試しに、スマホにアプリを入れ、情報を読み込んでみると、確かに、有効期限がいつまでなのかとか、所有者の住所などといった詳細情報などが分かる。
ちなみに、スマホに読み込む場合は、車検証のICタグ部分にスマホを近づけてかざし、車検証の表面右下にあるセキュリティコードを入力するだけなので、比較的簡単だ。

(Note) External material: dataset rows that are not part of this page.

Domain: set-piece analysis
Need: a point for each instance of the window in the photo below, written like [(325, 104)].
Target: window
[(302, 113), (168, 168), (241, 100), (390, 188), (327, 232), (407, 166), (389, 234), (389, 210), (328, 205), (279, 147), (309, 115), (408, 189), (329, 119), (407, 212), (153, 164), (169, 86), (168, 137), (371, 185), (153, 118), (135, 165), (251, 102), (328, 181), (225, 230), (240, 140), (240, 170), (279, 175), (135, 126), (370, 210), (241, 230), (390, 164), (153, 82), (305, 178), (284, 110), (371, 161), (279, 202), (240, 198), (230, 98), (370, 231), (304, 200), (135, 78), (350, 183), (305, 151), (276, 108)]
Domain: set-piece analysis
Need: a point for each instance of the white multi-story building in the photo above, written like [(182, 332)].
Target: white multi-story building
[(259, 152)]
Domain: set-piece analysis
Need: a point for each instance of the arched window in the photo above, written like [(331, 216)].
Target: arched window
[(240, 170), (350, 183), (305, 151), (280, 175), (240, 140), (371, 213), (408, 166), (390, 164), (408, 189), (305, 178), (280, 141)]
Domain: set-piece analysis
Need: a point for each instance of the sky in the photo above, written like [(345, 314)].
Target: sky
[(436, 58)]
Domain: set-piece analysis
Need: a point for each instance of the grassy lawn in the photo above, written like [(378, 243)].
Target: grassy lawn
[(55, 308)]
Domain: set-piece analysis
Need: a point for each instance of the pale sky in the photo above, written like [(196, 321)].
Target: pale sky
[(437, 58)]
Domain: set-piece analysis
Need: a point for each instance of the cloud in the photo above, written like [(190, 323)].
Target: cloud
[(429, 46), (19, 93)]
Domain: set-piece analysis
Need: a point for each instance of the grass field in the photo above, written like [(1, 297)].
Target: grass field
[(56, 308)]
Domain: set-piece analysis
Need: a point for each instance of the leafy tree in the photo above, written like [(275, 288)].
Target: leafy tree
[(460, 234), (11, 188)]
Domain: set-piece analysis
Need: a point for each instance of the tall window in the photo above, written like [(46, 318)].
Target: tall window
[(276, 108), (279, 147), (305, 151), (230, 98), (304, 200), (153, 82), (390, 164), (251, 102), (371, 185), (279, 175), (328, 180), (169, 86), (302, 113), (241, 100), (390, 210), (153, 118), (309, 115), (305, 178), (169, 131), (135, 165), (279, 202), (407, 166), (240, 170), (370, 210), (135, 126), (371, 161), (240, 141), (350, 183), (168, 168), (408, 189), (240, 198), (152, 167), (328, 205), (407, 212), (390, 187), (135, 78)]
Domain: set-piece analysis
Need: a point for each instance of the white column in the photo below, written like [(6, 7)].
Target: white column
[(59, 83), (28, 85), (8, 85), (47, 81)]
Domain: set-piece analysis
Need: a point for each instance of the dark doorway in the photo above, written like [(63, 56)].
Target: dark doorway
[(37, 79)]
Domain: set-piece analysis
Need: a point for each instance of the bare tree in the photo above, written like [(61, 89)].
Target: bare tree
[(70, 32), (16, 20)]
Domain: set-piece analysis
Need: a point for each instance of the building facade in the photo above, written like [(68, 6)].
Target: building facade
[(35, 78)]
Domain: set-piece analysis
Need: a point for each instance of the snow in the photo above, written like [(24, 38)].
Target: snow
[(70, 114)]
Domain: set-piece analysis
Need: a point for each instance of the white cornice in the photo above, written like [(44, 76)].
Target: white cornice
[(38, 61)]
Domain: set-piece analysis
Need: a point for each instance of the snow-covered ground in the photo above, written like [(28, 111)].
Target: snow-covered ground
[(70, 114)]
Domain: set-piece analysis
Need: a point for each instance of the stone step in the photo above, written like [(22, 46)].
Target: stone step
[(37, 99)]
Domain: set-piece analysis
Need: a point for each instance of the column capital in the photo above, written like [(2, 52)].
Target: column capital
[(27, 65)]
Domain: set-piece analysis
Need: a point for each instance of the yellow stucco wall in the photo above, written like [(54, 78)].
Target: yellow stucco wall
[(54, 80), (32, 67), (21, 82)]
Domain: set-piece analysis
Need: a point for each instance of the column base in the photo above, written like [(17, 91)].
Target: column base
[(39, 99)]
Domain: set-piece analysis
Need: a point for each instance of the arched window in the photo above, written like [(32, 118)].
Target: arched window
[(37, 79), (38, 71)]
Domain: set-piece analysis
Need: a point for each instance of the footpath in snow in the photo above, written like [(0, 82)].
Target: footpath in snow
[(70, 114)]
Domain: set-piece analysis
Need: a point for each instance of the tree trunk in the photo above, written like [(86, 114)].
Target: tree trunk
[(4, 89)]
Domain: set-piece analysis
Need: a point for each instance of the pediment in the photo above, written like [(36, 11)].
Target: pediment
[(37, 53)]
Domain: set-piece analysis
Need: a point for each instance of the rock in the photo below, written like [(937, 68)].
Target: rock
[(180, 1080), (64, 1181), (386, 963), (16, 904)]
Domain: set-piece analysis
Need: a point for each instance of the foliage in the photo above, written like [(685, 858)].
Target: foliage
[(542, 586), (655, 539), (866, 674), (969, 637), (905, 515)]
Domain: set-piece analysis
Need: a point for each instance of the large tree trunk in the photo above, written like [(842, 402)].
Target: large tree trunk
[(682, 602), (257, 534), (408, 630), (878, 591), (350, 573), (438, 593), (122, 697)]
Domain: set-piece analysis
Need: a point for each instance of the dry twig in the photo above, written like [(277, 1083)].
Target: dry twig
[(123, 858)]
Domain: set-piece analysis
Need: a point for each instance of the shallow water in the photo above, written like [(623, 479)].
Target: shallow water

ただし、車検証を金属製の机などに置いてしまうと、読み込まないケースもある。そういった場合は、下に厚めの雑誌や紙などを敷くか、木製テーブルなど金属が使われていないものの上に車検証を置いてから、読み込むといい。
目的は車検証の発行作業を簡素化すること
では、この電子車検証のメリットとは、なんだろうか? 国土交通省の発表を要約すると、電子化の目的は、主に、民間車検場などを営む整備事業者が、新車の登録や車検時などに、わざわざ陸運支局などに行かなくても、自分の事務所で有効期限の更新などをできるようにすること。つまり、「車検証を発行する作業の簡素化を図る」ことが狙いだ。
また、整備事業者の手間はもちろんだが、陸運支局にとっても、電子化することで作業効率を上げられるし、春など申請が多い時期の混雑を軽減できるメリットもあるだろう。

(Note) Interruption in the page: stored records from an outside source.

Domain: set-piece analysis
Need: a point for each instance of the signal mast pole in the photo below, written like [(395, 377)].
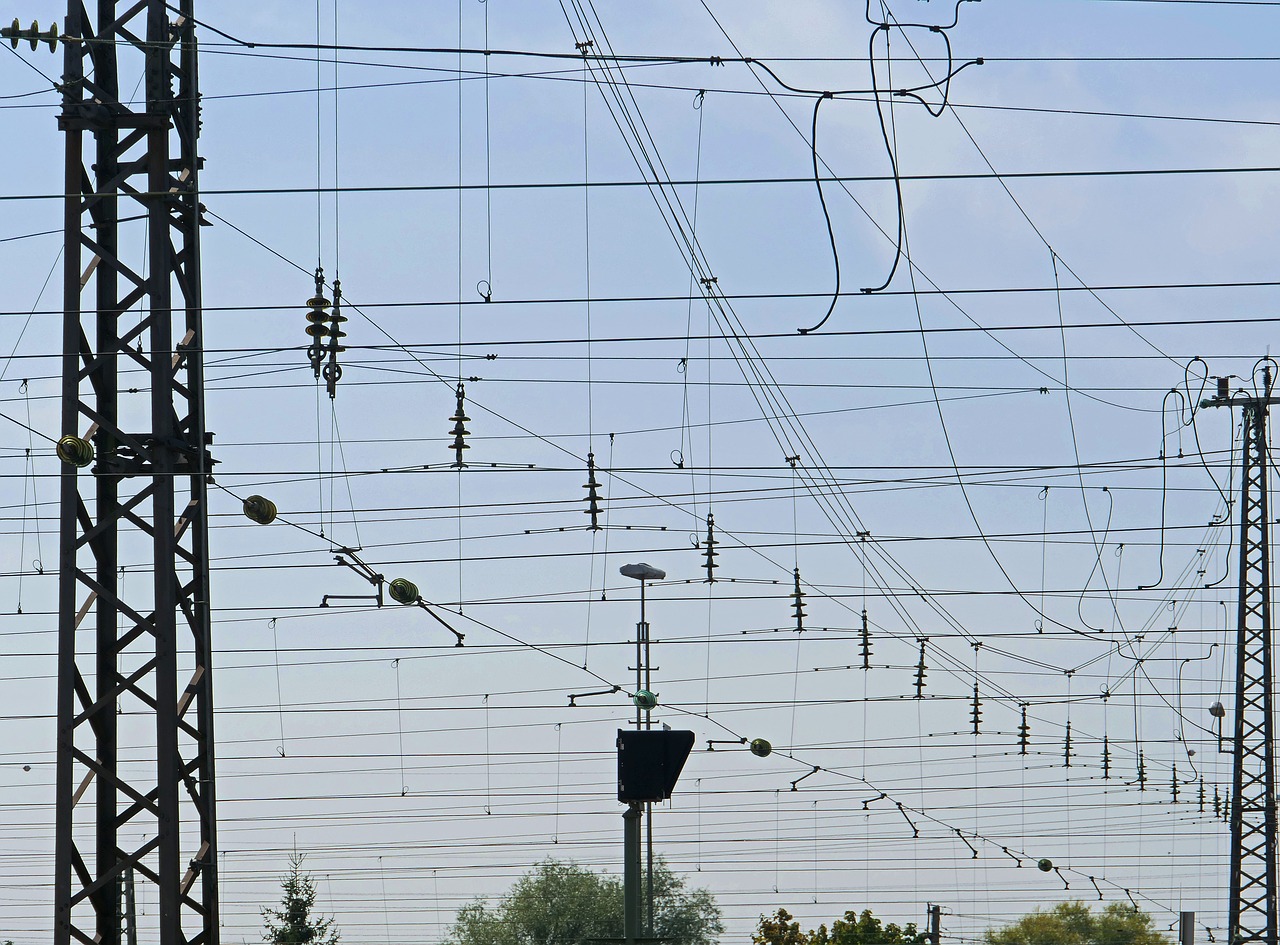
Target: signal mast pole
[(135, 784), (1252, 913)]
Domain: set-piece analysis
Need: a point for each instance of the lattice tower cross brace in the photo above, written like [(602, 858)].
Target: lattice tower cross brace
[(135, 784), (1252, 913)]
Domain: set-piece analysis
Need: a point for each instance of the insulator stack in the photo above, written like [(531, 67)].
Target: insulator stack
[(260, 510), (460, 432), (334, 346), (798, 602), (74, 451), (711, 553), (318, 328), (593, 494), (16, 35), (920, 670)]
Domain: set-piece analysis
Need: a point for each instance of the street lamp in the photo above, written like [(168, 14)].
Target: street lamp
[(644, 698), (645, 701)]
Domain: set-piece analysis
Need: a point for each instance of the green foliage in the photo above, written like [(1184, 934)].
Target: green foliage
[(853, 928), (1074, 923), (566, 904), (293, 923)]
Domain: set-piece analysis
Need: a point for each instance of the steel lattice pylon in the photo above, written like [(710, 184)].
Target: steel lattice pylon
[(1252, 908), (135, 784)]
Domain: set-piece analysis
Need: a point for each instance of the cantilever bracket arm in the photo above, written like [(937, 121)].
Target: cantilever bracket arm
[(440, 620)]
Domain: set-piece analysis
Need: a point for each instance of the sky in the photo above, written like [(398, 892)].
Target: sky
[(997, 457)]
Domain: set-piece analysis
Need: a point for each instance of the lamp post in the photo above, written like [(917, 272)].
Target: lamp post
[(645, 702)]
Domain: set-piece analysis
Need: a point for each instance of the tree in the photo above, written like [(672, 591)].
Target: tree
[(293, 923), (1074, 923), (853, 928), (566, 904)]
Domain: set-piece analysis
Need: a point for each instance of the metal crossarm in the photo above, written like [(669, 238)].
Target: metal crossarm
[(135, 785)]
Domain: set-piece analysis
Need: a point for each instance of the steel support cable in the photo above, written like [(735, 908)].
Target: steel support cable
[(969, 318), (768, 386)]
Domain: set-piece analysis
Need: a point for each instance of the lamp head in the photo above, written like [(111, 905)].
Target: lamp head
[(643, 573)]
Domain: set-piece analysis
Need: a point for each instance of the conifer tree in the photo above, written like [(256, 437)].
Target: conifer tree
[(293, 923)]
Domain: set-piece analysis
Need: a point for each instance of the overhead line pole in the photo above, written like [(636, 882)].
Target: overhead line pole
[(1252, 912), (137, 675)]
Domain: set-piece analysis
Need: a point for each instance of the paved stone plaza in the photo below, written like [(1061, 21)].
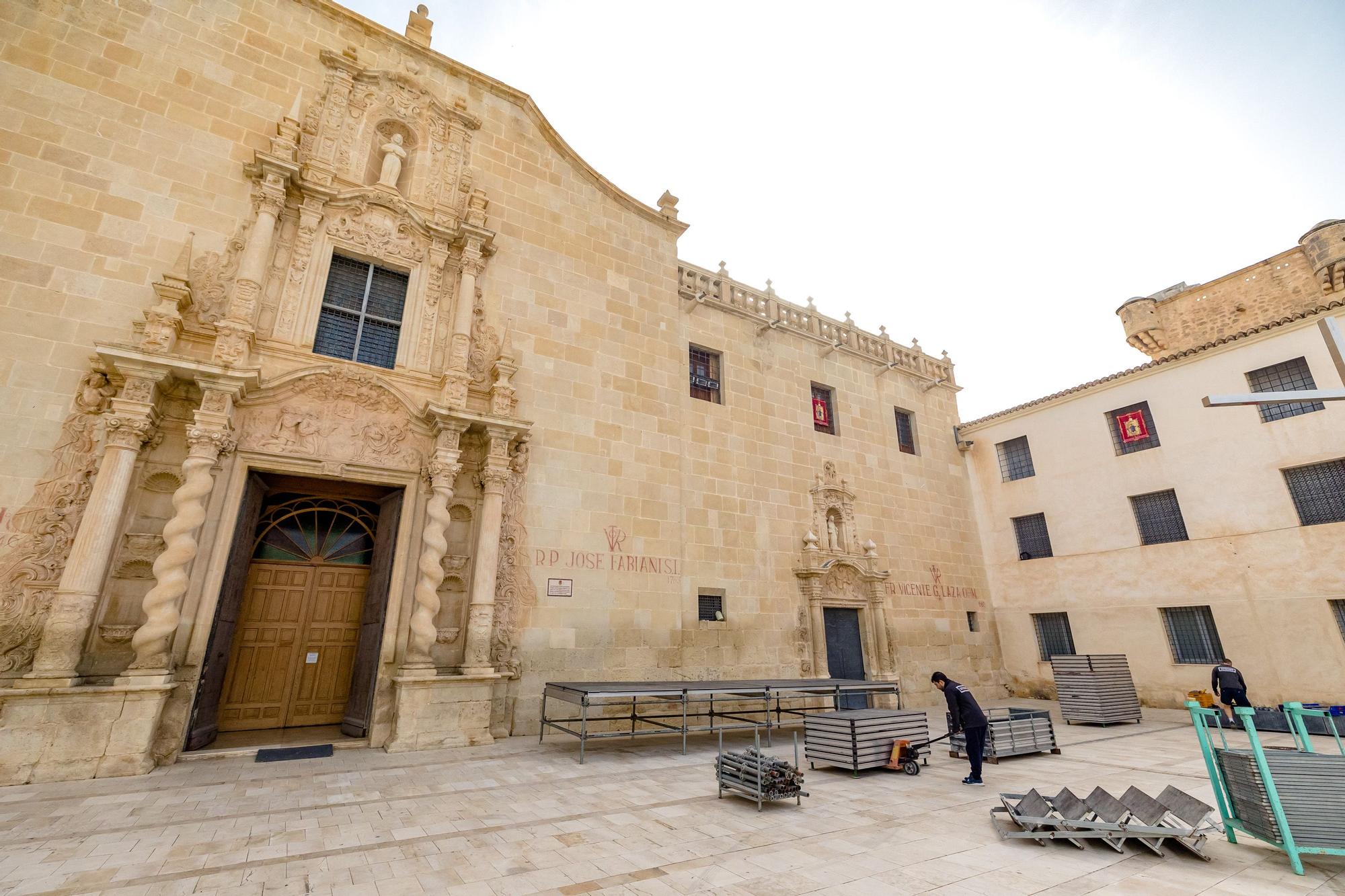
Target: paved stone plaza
[(518, 818)]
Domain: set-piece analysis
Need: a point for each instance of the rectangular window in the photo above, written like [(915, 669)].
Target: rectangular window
[(1339, 608), (1015, 459), (1192, 635), (1034, 538), (1319, 491), (1054, 635), (1291, 376), (1159, 517), (906, 431), (709, 607), (824, 409), (362, 313), (705, 374), (1133, 428)]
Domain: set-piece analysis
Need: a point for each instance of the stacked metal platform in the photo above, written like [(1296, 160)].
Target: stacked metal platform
[(859, 739), (1311, 787), (1096, 688), (1012, 732)]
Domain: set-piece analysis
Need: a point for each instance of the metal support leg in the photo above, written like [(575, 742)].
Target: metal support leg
[(684, 727), (583, 727), (543, 733)]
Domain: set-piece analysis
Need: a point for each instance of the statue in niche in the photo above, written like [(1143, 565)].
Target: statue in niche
[(833, 532), (393, 158)]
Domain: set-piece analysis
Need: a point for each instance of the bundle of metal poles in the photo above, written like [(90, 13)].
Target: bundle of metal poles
[(751, 771), (758, 776)]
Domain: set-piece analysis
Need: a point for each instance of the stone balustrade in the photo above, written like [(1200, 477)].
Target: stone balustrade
[(719, 290)]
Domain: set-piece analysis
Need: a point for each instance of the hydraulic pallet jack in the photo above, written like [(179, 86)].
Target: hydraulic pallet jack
[(906, 755)]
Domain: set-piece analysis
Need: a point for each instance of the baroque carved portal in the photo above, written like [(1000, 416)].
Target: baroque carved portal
[(836, 569)]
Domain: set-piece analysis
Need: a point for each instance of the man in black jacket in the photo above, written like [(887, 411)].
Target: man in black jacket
[(1229, 684), (965, 716)]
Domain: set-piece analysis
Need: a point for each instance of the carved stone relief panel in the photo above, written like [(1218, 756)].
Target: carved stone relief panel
[(334, 416)]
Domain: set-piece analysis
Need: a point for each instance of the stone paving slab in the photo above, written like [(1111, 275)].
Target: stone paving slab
[(516, 818)]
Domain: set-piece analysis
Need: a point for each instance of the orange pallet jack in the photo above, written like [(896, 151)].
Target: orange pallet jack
[(906, 756)]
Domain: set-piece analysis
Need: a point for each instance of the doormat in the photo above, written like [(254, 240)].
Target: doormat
[(282, 754)]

一方、ユーザー側に恩恵はあるのだろうか。前述の通り、コンパクトになった分、バイクのシート下収納スペースには入れやすくなったように感じるが、例えば、車検の有効期限を知りたいと思った場合、わざわざスマホかPCを使って読み込む必要がある。
もちろん、詳細情報を一旦読み込んでしまえば、アプリ内に、「自動車検査証記録事項」という詳細情報が書かれた書類をPDFとして保存できる。そのため、何度もICチップ内の情報を読み込まなくても、次からはアプリを開いてPDFを開けばいいのだが、かといってさほど便利になった感じもしない。どちらかといえば、ユーザーよりも、整備事業者や陸運支局などが楽になるといったイメージだ。

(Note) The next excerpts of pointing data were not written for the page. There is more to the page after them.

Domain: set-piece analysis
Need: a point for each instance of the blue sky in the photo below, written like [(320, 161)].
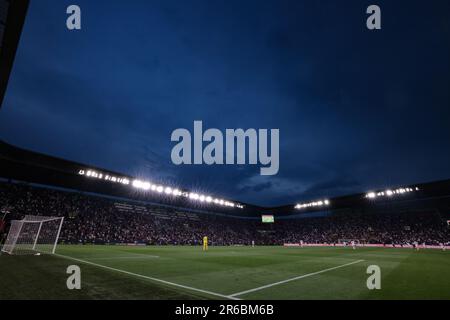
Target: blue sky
[(356, 109)]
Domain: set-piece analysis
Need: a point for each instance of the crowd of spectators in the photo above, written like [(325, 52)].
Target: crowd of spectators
[(93, 219)]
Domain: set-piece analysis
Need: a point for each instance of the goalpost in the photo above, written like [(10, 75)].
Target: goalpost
[(33, 234)]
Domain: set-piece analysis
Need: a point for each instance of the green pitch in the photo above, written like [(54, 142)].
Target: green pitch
[(119, 272)]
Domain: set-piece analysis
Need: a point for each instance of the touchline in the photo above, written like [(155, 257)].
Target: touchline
[(190, 149)]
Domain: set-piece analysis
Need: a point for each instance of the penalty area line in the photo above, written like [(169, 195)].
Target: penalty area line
[(149, 278), (293, 279)]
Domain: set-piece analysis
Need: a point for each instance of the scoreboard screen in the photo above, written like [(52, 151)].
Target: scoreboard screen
[(267, 218)]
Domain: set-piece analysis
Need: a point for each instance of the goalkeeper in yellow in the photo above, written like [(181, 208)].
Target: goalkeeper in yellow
[(205, 243)]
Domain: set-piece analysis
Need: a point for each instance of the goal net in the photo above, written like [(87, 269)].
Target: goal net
[(33, 234)]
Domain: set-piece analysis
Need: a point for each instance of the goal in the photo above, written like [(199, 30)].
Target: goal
[(33, 234)]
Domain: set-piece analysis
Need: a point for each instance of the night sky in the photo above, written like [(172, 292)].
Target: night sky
[(357, 109)]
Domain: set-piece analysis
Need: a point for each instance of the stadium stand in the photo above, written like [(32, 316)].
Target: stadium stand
[(93, 219)]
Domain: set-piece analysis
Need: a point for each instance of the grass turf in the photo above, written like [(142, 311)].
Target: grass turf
[(405, 274)]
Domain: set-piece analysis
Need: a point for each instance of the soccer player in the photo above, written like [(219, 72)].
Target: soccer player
[(205, 243)]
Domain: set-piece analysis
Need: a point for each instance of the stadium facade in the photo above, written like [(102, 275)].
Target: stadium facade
[(19, 165)]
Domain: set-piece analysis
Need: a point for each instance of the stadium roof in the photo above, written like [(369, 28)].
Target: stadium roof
[(27, 166), (12, 18)]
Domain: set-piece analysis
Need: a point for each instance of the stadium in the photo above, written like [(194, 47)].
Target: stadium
[(140, 237)]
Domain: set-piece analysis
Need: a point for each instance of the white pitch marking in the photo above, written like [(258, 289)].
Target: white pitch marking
[(149, 278), (293, 279)]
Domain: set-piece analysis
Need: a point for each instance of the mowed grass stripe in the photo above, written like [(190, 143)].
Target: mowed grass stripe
[(293, 279), (149, 278)]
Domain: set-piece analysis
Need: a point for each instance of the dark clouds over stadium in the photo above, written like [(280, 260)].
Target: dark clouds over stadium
[(356, 109)]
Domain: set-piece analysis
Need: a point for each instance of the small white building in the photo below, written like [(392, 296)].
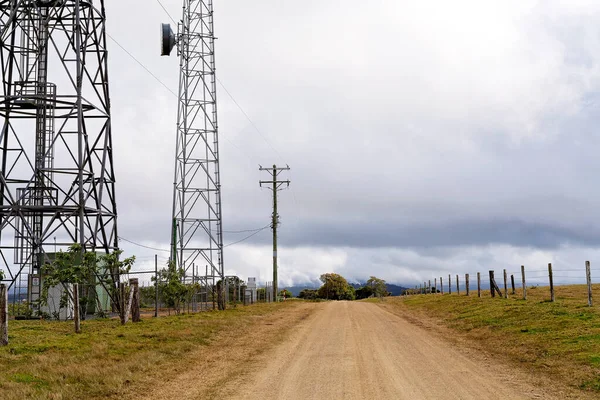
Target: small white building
[(251, 290)]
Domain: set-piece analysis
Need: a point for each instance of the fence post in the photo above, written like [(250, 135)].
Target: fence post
[(524, 282), (512, 283), (156, 285), (588, 276), (76, 315), (135, 304), (551, 282), (457, 286), (3, 315)]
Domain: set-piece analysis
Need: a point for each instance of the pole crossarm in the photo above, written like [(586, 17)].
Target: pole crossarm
[(274, 185)]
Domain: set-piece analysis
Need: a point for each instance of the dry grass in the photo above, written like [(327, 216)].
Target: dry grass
[(560, 340), (46, 360)]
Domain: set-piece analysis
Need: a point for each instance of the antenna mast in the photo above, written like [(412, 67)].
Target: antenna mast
[(57, 183), (196, 233)]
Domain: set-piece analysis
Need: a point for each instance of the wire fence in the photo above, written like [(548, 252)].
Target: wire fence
[(505, 282)]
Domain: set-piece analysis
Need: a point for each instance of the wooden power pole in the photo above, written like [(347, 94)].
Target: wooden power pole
[(275, 185)]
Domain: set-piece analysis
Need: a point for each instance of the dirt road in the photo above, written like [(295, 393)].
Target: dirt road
[(357, 350)]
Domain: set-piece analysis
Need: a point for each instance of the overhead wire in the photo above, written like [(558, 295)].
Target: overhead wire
[(141, 65), (165, 10), (265, 139), (141, 245), (247, 237)]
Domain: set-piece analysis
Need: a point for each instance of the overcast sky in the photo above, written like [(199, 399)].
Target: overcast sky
[(424, 137)]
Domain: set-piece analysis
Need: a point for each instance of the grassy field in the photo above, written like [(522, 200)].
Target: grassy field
[(47, 360), (560, 340)]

ちなみに、小規模店舗などで認証工場の資格を持たない(民間車検場ではない)バイクショップの場合は、結局のところ、陸運支局へバイクを持ち込んで車検などを受けることになる。そうした業者にとって、有効期限更新などの申請作業をデジタルでやれること以外、あまり便利になったとはいえないだろう。また、ユーザー車検を行う場合も同様だから、今回の電子車検証は、車検証の発行作業について、すべての事業者やユーザーにメリットがあるとは言い難い。
ICタグを折り曲げると破損する
さらに、ユーザーにとっては、主に保管方法などで、気をつけないといけないことが増えたといえる。まず、小さくなり、情報がデータ化されたからといって、走る際は自賠責保険証と共に携帯する必要があることは従来と同じだ。
車検証は、バイクの場合、シート下収納スペースに入れておくライダーも多いと思うが、特にスポーツバイクなど、収納スペースが小さいモデルの場合は、いかに小さくなったとはいえ、車検証を折り曲げないと入らないことも多い。実際に、筆者のCBR650Rでも、リヤシート下の収納スペースに入れようとすると、新車検証のA6相当サイズでも折り曲げないと入らない。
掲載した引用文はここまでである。